The 1991 Romanée-Conti Grand Cru, picked on October 4 at 21hl/ha, shows some ageing on the brick rim and juxtaposed against the 1996 it is paler in colour. However, the bouquet has exquisite transparency and precision, heavenly scents of strawberry pastille, rose petals, oyster shells and just a soupçon of something a little feral and animal. The palate is elegant and exquisitely defined, certainly one of the most effortless Romanée-Conti wines of the decade with an Oriental element on the finish. Interestingly the 1991 soars in the glass and eventually overtakes the most obvious 1990 (which is probably the only time that I will be able to write that sentence.) Tasted at the Romanée-Conti dinner at the Connaught Hotel.
Anticipated maturity: 2019-2050
Robert Parker 92
The 1991 Romanée Conti Grand Cru was tasted at the same private dinner in Beaune with the 1978 and the awry 1966. Whilst I was totally smitten by the 1978, this 1991 did not quite engage the senses as I thought it would, writing as a big fan of the 1991 vintage. The aromatics are mute at first and you get the sense that it is holding everything back despite being over 20 years old and my rigorous swirling of the glass. Red berries and subtle undergrowth scents emerge, bay leaf. The palate is structured and a little rigid at the moment, hints of white pepper emerging with time, dusky red berry fruit, quite structured and masculine. Strangely I had fonder memories of the La Tâche 1991, drunk twice earlier this year. I could not quite engage with this Romanée-Conti as I did with the 1978. Perhaps that was just its showing on the day? I hope I get the opportunity to find out. Tasted November 2015.

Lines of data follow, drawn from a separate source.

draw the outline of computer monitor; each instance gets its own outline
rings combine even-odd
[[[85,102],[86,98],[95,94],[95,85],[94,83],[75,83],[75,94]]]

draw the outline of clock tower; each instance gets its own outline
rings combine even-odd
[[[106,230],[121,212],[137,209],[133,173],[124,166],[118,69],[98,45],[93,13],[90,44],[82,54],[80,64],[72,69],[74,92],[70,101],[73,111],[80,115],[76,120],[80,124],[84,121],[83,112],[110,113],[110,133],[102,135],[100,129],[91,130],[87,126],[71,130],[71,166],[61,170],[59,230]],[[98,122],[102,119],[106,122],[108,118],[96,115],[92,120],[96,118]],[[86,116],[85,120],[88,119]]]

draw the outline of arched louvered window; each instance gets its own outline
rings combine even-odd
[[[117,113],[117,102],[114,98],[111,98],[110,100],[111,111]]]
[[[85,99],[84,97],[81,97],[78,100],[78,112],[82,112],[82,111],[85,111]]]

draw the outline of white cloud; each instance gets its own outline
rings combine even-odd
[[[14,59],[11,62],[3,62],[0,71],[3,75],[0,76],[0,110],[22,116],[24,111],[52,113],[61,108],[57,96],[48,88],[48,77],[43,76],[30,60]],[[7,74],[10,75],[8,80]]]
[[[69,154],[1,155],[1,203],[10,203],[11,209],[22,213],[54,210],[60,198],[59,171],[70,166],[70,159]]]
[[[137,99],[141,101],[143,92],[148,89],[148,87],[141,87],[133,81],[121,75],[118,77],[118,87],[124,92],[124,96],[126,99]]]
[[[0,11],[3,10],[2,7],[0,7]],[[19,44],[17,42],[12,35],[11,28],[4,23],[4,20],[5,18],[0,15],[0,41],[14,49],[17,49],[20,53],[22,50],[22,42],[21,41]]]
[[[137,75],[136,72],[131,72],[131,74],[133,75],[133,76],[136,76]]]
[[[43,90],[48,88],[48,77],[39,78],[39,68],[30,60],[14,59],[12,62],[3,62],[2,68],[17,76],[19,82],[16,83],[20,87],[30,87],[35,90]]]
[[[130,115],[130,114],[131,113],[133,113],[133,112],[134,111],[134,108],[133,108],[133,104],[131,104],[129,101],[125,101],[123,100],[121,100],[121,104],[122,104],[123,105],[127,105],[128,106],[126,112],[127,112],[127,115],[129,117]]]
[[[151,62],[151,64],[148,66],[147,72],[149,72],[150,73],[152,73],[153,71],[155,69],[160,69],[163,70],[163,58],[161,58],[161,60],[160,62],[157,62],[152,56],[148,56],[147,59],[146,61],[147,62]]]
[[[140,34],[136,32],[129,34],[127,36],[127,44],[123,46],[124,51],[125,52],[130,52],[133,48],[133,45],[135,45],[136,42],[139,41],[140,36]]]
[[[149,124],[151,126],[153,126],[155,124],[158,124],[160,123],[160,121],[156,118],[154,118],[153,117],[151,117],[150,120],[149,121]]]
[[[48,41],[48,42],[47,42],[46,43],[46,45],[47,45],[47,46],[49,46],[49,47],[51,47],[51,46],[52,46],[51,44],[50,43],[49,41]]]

Anticipated maturity: 2018-2035
I have always loved the ’91 vintage and the DRC ’91s are nothing short of brilliant, indeed they are fully competitive with the domaine’s ’90s, a high compliment no matter one’s preference. An extremely pure and intensely floral nose that is just now beginning to offer up subtle notes of dried rose petal that typically occurs in RC at 10 to 15 years of age. The overall demeanor is decidedly understated at this point, indeed the impression is one of extreme youthfulness as the big if not robust flavors remain intense, powerful and mouth-coating with an underlying vibrancy and transparency that is wonderful to behold. It’s almost hard to believe that at 24 years of age the ’91 is very much still on the way up as the firm finish remains linear, cool and refined. In sum the ’91 RC is superbly classy and a wine of breathtaking beauty as well as one that will easily see its 50th birthday; personally, I wouldn’t touch a bottle for another six to 10 years. Brilliant and note that I have had consistent experiences with this wine.